Alors que je devrais être sidérée par tellement d'autres choses sur ce qui venait de se passer je restais les yeux rivés sur sa main. Sa main qui touchait la mienne sans soucis, alors que ce simple contact aurait dû lui aspirer toute son énergie, ma main qui, malgré tout mon corps qui tremblait restait dans sa main, nos mains qui restaient collées sans que l'un ne puisse enlever la sienne de l'autre.

Nos yeux qui se relevèrent finalement, en même temps. Je sais qu'il comprit au moment même où nos regards se croisaient que j'étais terrifiée de ce soudain contact. Comment avait-il fait ? Il devrait être au sol, raide mort. Mais il m'observait silencieusement. J'essayais de comprendre pourquoi j'y étais arrivée, pourquoi je n'avais ressenti aucune chaleur, aucune boule de feu dans mes mains lorsque je l'avais touché, et pourquoi il était toujours debout, en pleine santé. Là, je vis ses ailes déployées, comme fières de quelque chose, et leur couleur. Bleu glace, bleu comme l'eau gelée, une couleur magnifique, une couleur d'eau qui éteint le feu. Une couleur d'eau qui éteint mes pouvoirs. L'air se bloqua dans ma gorge et je me raidis comme un piquet, alors que toutes les pièces se mettaient en place. La couleur de ses ailes contenaient un pouvoir, elles étaient indépendantes de l'esprit de Steve, elles-seules prenaient les décisions, elles-seules choisissaient quand agir. Voilà pourquoi cet ange spontané ne s'était pas soigné lui-même après le combat contre Stefen, et voilà pourquoi je pris une décision. Il me regardai, prenant mon silence pour de l'admiration, de la joie, avec un sourire fier et confiant. Il pensait qu'à présent nous pourrions être proche l'un de l'autre sans que rien, ni monstre ni pouvoir, ne puisse nous en empêcher. Sauf qu'il ne pourrait pas vraiment empêcher un drame, seules ses ailes le pourraient. Résignée, je retirai ma main, pris une grande inspiration, serra les dents et me reculai. Je baissai les yeux, désolée. Je ne pouvais pas le toucher, ce n'était pas possible. Mes mains étaient un poison, ma peau était un poison pour lui. J'étais un poison pour lui.

- Je... je suis désolée Steve. Je ne peux pas, déclarai-je tandis que ma voix se brisait sur les derniers mots, Mais mains. Moi. Je suis trop dangereuse. Il... Il faut que j'y aille.

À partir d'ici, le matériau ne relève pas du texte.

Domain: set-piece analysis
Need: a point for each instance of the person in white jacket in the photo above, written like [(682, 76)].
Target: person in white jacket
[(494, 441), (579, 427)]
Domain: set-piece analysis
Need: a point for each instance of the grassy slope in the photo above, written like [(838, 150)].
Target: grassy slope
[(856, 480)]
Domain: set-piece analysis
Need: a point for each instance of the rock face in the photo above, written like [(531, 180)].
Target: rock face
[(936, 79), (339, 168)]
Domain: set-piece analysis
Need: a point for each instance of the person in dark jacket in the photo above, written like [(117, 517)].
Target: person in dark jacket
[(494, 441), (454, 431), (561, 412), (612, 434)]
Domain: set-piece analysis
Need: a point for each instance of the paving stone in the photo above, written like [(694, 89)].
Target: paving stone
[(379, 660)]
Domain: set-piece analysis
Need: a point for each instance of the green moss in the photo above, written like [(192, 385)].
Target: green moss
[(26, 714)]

Il n'eut le temps de comprendre ce qui se passait mais je partais déjà loin, courant plus vite que je n'avais jamais couru auparavant, fonçant tête baissée dans des rues vidées par la nuit qui tombait. Mon sweat, déchiré par trop de péripéties, pesait sur mes épaules et je l'enlevai et le lançai loin de moi. J'attachai mes cheveux rêches et sales en un chignon décoiffé sans m'arrêter de courir, le vent soufflant sur mon visage humidifié à cause des larmes qui ne cessaient de couler à mon insu. Je m'en voulais de n'avoir mis qu'un simple débardeur pour nettoyer ma maison il y a déjà deux jours. Je me rendis soudain compte de la très basse température environnante et la morsure du froid glacial me prit toute entière. Cette soudaine prise de conscience me coupa le souffle et je m'arrêtai net dans ma course.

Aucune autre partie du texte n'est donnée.